Comecei a ler o livro depois que ela já tinha nascido. Ele abriu meus olhos de uma forma simples e objetiva. Guardamos tantas coisas que não nos fazem felizes. Guardo roupas que não me servem a anos, número 38! Uso 42, 44 agora e elas só servem para me lembrar que fracassei tantas tentativas de emagrecer durante todos esses anos.

Confesso que ainda não fiz a grande mudança. Com o aniversário de 1 aninho da minha filha não tive tempo de “destralhar” mas parei de comprar. Penso mil vezes se aquilo que desejo é realmente necessário. Na maioria das vezes não é.

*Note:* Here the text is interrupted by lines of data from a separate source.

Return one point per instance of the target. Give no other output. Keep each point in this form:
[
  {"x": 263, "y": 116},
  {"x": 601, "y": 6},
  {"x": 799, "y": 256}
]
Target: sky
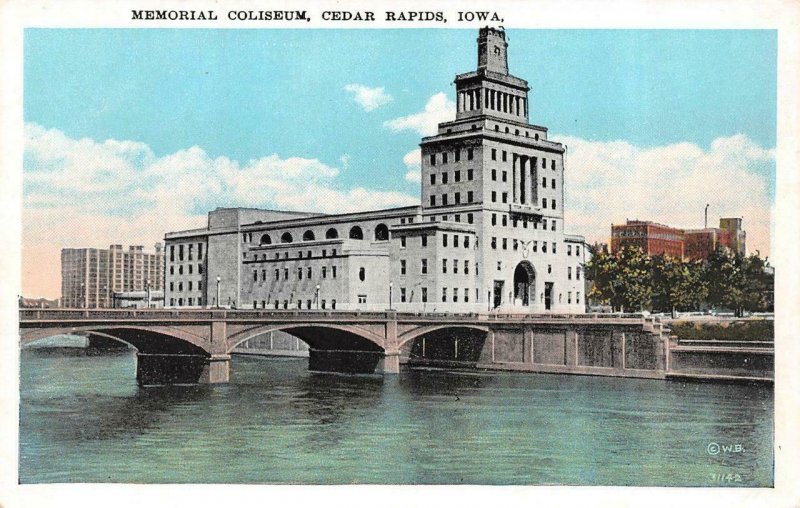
[{"x": 133, "y": 133}]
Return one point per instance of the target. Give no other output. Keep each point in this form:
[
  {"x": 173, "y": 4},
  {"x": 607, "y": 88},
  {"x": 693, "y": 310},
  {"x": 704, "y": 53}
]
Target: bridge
[{"x": 194, "y": 346}]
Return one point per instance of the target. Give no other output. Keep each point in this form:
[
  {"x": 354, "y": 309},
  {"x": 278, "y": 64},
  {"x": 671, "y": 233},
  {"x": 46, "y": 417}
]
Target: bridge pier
[{"x": 171, "y": 369}]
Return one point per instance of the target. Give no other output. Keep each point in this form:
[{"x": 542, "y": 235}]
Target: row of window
[
  {"x": 456, "y": 199},
  {"x": 456, "y": 157},
  {"x": 380, "y": 234},
  {"x": 456, "y": 176},
  {"x": 190, "y": 269},
  {"x": 300, "y": 270},
  {"x": 190, "y": 286},
  {"x": 186, "y": 249},
  {"x": 504, "y": 178}
]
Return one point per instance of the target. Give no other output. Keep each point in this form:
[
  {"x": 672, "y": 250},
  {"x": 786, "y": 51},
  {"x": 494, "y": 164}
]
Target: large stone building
[
  {"x": 90, "y": 277},
  {"x": 489, "y": 233}
]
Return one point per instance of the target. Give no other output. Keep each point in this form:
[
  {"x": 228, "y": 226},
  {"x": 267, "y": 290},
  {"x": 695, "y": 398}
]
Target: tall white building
[{"x": 489, "y": 233}]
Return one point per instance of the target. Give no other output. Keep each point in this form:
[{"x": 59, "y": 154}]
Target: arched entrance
[{"x": 524, "y": 283}]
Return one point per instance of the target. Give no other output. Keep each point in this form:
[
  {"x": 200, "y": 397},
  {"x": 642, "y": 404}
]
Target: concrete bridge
[{"x": 190, "y": 346}]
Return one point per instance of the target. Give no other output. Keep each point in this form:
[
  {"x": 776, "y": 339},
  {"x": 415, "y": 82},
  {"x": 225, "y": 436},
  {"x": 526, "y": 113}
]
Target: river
[{"x": 84, "y": 419}]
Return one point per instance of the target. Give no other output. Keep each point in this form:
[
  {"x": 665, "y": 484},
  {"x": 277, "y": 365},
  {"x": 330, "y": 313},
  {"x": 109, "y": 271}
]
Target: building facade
[
  {"x": 90, "y": 277},
  {"x": 489, "y": 233},
  {"x": 691, "y": 244}
]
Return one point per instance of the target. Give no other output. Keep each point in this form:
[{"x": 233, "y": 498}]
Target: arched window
[
  {"x": 356, "y": 233},
  {"x": 381, "y": 233}
]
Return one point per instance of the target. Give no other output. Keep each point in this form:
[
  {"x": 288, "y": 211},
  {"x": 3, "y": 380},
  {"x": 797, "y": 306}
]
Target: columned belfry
[{"x": 490, "y": 90}]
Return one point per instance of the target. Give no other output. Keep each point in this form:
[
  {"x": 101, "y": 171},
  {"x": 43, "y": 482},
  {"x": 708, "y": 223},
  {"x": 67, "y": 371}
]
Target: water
[{"x": 84, "y": 419}]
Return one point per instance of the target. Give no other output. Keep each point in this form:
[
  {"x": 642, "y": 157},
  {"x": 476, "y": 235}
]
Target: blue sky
[{"x": 240, "y": 96}]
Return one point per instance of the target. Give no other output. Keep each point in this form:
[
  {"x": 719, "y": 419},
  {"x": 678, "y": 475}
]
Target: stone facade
[{"x": 489, "y": 234}]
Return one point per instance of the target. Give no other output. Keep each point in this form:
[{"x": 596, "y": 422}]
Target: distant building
[
  {"x": 693, "y": 244},
  {"x": 90, "y": 277},
  {"x": 651, "y": 237}
]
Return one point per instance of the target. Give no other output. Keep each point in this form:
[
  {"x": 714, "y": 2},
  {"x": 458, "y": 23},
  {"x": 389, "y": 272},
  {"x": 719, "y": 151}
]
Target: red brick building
[{"x": 694, "y": 244}]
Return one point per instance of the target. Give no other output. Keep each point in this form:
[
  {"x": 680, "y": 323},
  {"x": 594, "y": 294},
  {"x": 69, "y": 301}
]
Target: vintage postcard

Já comecei a fazer algumas mudanças no meu dia a dia. Estas são algumas delas:

  • Diminuí meus gastos para trabalhar menos.
  • Agora lavo as vasilhas assim que sujam. É estressante ter a pia sempre cheia de coisas sujas.
  • Só compro calçados confortáveis e que combinam com peças de roupa que já tenho.
  • Vou à feira uma vez por semana e compro apenas o que será consumido em 7 dias para evitar desperdício.
  • Assumi meus cachos. Ter uma vida minimalista é se libertar. Parei de fazer escova progressiva e cortei meu cabelo curtinho!
  • Não compro roupas novas para eventos especiais. Fui a uma formatura com um vestido que já tinha e no Lollapalooza me segurei e não comprei nada para ir.
  • Comecei a ler sobre armário-cápsula.

Tudo está acontecendo de forma gradual…aos pouquinhos…sem estresse. É assim que a vida deve ser, leve.